I also know not everyone shared our experience with hdIVIG so its a tough call. I also realize not every child is infected similarly so it might be as simple as a child with babesia doesn't do well with hdIVIG or a child with binding immune complexes doesn't do well with hdIVIG. THESE ARE THE THINGS that keep me up at night and you are right 'nobody knows the right answer at this point in time'.

 

AND as you know it is other parents experiences all along the way that has shaped our decisions as family..... I feel so fortunate and also 'lucky' to be where we are in the recovery process.

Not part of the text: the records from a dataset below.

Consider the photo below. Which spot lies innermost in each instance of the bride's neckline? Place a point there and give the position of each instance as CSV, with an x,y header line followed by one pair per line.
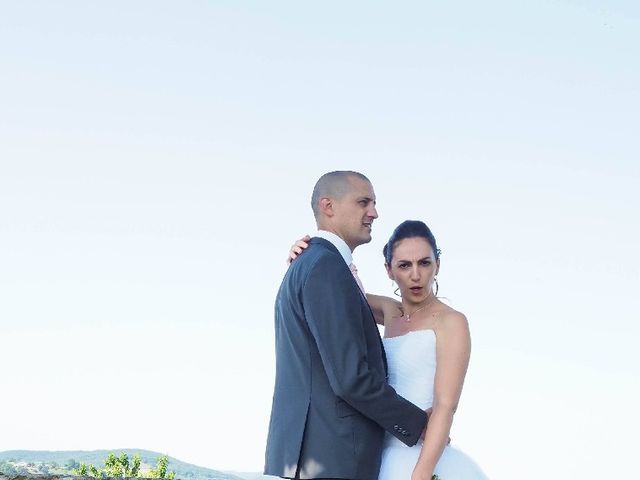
x,y
410,332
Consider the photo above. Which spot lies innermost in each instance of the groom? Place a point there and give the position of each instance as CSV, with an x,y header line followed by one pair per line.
x,y
331,404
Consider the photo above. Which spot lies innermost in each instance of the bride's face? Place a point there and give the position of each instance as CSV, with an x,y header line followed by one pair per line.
x,y
413,267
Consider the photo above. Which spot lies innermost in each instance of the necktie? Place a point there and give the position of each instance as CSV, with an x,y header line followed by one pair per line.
x,y
354,271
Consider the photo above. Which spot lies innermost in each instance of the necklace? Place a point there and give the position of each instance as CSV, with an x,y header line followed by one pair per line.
x,y
407,317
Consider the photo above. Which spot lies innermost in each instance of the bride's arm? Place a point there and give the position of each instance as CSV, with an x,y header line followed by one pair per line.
x,y
452,357
384,307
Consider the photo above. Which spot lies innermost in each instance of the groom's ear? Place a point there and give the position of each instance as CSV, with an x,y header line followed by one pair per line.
x,y
326,206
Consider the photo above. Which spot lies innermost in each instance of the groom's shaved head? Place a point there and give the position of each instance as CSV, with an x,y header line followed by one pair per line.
x,y
332,185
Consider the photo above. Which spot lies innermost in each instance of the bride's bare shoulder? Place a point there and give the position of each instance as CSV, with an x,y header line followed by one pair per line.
x,y
452,321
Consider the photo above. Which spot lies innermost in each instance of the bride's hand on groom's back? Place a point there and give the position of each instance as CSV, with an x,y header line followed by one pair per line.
x,y
297,248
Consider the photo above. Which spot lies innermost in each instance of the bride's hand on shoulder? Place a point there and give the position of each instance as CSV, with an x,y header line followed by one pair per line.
x,y
297,248
420,473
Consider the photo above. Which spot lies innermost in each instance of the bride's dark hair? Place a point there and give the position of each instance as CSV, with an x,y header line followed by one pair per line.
x,y
409,229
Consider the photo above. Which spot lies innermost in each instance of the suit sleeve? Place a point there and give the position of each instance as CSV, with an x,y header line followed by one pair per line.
x,y
334,315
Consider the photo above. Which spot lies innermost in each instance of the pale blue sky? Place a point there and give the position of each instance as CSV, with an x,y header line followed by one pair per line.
x,y
156,161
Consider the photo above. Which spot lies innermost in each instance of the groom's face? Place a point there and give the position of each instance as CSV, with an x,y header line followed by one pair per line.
x,y
355,212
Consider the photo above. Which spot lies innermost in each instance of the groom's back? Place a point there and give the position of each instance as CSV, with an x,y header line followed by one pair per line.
x,y
312,431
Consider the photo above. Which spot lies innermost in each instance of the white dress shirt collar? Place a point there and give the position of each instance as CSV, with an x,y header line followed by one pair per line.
x,y
337,242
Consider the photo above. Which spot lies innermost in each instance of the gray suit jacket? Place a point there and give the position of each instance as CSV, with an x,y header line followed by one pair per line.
x,y
331,404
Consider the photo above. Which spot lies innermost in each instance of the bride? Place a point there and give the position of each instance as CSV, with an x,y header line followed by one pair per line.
x,y
427,345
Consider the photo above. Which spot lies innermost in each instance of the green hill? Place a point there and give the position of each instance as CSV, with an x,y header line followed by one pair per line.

Edited December 11, 2010 by SF Mom

[NancyD]

I too will keep you posted on how we do. We have always had great success with hdIVIg. The tics have been gone 100% for over a year and for the most part the daily violent rages are gone (she's had 3 in the past 7months, which is light years better than before). So now we are targeting the severe anxiety and scrupulocity. Dr. B wants to up the dose to 2 g/kg to see if that makes a difference. Based on past results I don't think it will make her worse, but for me the question is will it make her any better and will it stick? Only time will tell...

 

Nancy

[jayjay]

Well, we went ahead and had IVIG #3 on Monday and Tuesday. It's been a rough week. The migraine and nausea were horrible yesterday but today he is feeling better. We will definitely keep everyone updated on the progress of Lyme protocol and IVIG together. #4 is scheduled for early February.